Como cereja do bolo, esse governo burguês também defende arquivar as PECs pelo fim da 6×1 e substituí-las por “encaminhar um projeto [de lei] com urgência”. Isso não só permite tirar da pauta legislativa o limite à quantidade máxima de dias trabalhados por semana (mantendo a 6×1), mas permite também que Lula faça sua tradicional festa com seus bajuladores no palácio do planalto, visando faturar com as cenas explícitas de marquetagem eleitoreira.
- Por que esse governo burguês é contra essas duas pautas que são defendidas pelos trabalhadores? Por defenderem o lucro das empresas!
Temos defendido e comprovado em nossas publicações que o objetivo fundamental da política econômica dos governos petistas é maximizar as taxas de lucro para o capital e as taxas de exploração para as classes trabalhadoras, que são os dois lados da mesma moeda. E Lula tem sido bem-sucedido nesse aspecto: em 2023, seu primeiro ano de governo, a taxa de lucro/exploração bateu o recorde do século!

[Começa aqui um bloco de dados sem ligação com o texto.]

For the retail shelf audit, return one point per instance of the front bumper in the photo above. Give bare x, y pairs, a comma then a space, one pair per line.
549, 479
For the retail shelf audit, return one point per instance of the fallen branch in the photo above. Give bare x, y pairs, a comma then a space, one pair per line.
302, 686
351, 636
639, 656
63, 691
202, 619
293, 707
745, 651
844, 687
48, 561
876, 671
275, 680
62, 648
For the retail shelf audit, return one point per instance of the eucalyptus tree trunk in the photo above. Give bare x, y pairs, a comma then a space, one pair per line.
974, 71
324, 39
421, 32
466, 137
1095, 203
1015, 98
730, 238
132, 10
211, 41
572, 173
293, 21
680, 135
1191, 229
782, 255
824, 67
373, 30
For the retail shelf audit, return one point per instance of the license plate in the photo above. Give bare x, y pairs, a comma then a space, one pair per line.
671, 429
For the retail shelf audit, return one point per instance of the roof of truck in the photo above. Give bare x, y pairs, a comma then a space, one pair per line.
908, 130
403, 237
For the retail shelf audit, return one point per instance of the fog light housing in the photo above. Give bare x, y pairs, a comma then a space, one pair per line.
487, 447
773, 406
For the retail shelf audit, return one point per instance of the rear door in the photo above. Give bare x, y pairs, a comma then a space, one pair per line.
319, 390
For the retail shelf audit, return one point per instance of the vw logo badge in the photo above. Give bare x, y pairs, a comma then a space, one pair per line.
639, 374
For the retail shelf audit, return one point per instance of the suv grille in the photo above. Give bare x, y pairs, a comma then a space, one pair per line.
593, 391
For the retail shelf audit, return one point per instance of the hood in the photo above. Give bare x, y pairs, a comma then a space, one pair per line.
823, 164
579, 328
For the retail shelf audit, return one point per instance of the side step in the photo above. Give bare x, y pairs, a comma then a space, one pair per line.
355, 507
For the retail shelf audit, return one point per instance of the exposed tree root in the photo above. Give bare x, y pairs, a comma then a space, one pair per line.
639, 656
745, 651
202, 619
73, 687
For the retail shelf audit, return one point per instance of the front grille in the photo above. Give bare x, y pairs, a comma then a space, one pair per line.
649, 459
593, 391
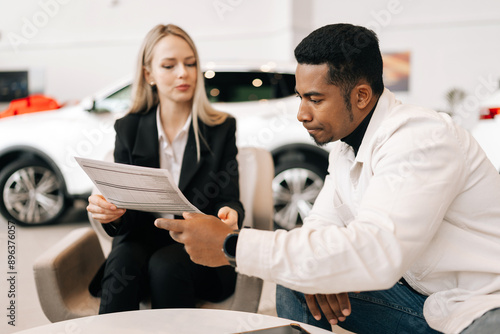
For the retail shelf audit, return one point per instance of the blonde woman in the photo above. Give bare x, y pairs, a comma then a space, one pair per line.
170, 125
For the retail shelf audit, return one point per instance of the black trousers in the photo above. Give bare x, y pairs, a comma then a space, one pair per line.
136, 270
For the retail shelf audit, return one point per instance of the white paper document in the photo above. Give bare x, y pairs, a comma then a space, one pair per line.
137, 188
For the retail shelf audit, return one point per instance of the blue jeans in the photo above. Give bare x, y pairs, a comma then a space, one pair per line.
397, 310
487, 323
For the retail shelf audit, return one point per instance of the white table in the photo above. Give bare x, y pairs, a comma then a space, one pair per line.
168, 321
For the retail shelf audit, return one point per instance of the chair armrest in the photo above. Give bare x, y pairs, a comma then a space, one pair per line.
247, 294
63, 273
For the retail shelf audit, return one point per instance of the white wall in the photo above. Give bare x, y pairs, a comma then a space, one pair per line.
84, 45
453, 44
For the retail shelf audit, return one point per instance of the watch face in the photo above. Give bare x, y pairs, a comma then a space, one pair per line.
230, 245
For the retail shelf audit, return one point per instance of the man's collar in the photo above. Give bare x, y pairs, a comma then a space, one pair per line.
355, 138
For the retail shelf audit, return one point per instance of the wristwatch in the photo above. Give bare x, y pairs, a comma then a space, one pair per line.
229, 247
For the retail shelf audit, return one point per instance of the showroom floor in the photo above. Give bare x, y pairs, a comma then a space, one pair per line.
30, 242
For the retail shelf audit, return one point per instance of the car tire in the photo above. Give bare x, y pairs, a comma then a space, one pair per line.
32, 193
296, 185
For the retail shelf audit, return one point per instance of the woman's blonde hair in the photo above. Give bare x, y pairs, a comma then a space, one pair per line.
145, 97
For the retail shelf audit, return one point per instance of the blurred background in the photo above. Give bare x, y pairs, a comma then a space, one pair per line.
72, 48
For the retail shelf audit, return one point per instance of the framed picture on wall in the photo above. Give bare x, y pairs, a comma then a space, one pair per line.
13, 85
397, 71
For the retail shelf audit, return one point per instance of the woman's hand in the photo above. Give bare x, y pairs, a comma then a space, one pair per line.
103, 211
229, 217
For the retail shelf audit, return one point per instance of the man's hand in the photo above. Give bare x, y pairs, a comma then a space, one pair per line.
202, 235
103, 211
335, 307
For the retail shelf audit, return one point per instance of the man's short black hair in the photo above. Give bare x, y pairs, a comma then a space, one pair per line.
351, 52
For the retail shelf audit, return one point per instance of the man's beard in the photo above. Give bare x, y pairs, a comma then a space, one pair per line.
321, 143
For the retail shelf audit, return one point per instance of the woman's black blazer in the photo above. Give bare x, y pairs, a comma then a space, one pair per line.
210, 183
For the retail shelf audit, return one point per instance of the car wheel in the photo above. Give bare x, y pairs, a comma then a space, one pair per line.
32, 193
295, 188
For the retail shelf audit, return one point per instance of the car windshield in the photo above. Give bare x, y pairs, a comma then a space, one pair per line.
220, 87
247, 86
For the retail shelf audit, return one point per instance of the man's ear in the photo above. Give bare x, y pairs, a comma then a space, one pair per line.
363, 95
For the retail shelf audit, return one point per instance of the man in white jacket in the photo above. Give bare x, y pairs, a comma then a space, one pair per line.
408, 220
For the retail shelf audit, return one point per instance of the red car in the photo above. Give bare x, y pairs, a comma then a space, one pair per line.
33, 103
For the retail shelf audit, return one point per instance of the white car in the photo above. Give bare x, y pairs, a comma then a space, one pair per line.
39, 177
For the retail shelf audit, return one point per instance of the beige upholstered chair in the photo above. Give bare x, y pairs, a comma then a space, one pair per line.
63, 272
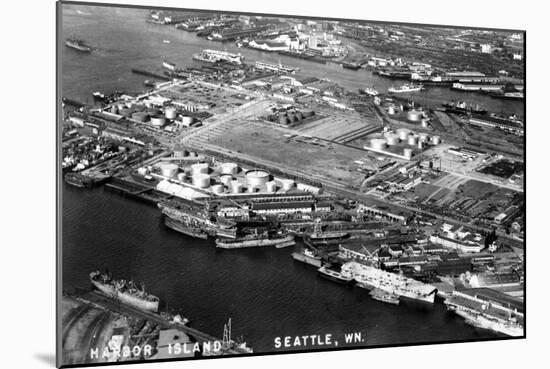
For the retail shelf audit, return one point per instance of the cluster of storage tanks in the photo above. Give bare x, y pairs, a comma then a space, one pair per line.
403, 136
147, 113
224, 179
291, 116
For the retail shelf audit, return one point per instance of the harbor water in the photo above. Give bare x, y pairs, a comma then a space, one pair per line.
265, 292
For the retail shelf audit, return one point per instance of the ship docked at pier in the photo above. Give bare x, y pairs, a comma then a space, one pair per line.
124, 291
216, 56
256, 240
195, 222
370, 278
77, 44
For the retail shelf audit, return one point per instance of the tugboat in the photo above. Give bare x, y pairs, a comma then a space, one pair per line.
77, 44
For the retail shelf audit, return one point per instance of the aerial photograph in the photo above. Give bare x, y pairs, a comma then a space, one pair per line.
238, 184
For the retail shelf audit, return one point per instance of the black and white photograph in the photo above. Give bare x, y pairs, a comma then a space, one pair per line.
282, 184
238, 184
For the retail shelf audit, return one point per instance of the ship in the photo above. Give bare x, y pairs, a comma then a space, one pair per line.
319, 237
383, 296
215, 56
370, 278
335, 273
368, 91
461, 108
261, 65
483, 312
307, 256
195, 222
350, 65
124, 291
406, 88
77, 44
168, 65
256, 240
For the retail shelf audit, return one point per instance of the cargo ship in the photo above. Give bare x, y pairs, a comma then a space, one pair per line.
482, 311
256, 240
77, 44
215, 56
368, 91
383, 296
334, 272
461, 108
124, 291
195, 222
370, 278
308, 256
405, 88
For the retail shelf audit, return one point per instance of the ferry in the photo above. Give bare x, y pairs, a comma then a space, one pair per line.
406, 88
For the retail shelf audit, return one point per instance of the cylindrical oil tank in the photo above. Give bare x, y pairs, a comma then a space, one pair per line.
236, 187
412, 140
170, 112
217, 189
378, 143
424, 137
287, 184
256, 178
168, 169
186, 120
414, 115
307, 113
201, 180
140, 116
158, 120
226, 179
271, 186
403, 133
199, 168
392, 139
229, 168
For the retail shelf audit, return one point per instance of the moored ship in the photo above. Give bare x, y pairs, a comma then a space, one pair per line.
256, 240
406, 88
307, 256
488, 309
77, 44
370, 278
124, 291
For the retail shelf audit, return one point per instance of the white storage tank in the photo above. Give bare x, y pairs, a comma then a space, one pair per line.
226, 179
236, 187
271, 186
412, 140
256, 178
170, 113
201, 180
199, 168
217, 189
414, 115
229, 168
378, 143
403, 133
157, 121
167, 169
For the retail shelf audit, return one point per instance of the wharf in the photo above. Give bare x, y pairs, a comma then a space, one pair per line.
97, 299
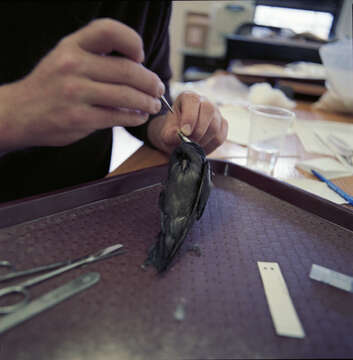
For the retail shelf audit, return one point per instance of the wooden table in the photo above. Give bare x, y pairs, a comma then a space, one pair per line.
285, 167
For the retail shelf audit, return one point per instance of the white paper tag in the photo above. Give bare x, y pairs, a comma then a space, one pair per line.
331, 277
284, 316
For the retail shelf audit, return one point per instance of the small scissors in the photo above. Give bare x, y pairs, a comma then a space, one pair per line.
60, 267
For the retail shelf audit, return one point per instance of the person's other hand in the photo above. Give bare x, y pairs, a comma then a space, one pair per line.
196, 117
78, 88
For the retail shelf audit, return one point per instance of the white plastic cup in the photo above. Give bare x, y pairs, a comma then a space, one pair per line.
269, 126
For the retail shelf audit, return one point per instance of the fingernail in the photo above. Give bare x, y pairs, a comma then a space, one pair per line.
158, 106
186, 129
161, 89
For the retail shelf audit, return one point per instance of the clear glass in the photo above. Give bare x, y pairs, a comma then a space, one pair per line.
268, 128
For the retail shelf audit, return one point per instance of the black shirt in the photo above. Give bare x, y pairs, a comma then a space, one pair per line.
28, 31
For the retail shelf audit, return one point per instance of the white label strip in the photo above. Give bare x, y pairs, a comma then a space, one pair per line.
284, 316
331, 277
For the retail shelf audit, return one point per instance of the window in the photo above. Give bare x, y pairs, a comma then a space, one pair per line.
317, 22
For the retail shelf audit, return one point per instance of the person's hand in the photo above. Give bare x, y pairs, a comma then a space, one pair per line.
196, 117
77, 88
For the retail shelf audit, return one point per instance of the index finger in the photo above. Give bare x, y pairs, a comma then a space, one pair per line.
104, 36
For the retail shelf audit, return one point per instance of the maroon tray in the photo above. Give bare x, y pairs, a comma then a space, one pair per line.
209, 304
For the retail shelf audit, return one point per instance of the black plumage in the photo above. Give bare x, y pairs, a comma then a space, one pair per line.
181, 202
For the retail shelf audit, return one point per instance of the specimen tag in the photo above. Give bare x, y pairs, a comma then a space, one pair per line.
284, 316
331, 277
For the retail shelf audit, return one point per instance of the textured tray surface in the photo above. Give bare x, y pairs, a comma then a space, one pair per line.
131, 313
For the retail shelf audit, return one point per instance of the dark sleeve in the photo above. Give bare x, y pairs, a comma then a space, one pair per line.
158, 56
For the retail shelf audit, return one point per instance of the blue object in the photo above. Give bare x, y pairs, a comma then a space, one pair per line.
334, 187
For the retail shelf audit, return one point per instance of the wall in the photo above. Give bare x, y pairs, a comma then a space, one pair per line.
344, 26
177, 26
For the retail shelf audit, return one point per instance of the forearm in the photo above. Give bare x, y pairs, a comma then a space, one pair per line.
12, 130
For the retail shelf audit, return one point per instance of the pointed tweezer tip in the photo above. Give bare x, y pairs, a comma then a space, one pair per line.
167, 103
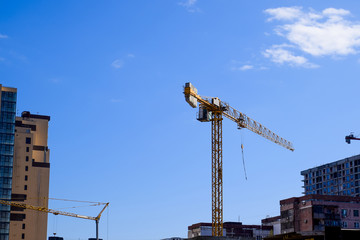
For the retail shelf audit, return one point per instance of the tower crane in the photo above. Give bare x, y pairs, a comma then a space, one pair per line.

Não é diferente a posição do governo no tema do fim da 6×1. De acordo com Lula: “Estamos tentando construir um conjunto de propostas que interessa a empresários e trabalhadores, que interessa ao país”. Marinho vai na mesma linha: “Temos que olhar qual é o interesse da sociedade, como está o mercado de trabalho, o que isso agregaria na economia”. Para o ministro do trabalho e do emprego (sic!), o importante é ”chamar os empresários para trabalhar junto”, pois as “empresas têm que ajudar” e deve-se “perguntar às empresas o que elas precisam”!!!
Eis aí, completamente desmascarada (como se ainda fosse necessário!), a risível e hipócrita falácia do “PT antissistema”, que denunciamos em nosso Boletim Que Fazer de fevereiro de 2026. Da mesma forma, não existe qualquer pauta de “ricos x pobres”, nem neste governo burguês nem no PT, que não seja pura marquetagem eleitoreira, como analisamos na Declaração Política do 4º Encontro de Organização do Cem Flores.
Os Comunistas devem denunciar esses governos burgueses, governos de exploração do proletariado e das demais classes exploradas e de defesa dos interesses patronais. Devem denunciar concretamente, com base nos discursos e nas ações e omissões, como fazemos neste texto.
Mas também devemos criticar aqueles que aceitaram passivamente trocar a luta de classes junto as massas trabalhadoras e nas ruas pelo fim da 6×1, substituindo-a pelas vãs (e às vezes lucrativas!) promessas governamentais e pelo brilho falso das ilusões parlamentares e seu desejo de juntar-se a esse cretinismo apodrecido.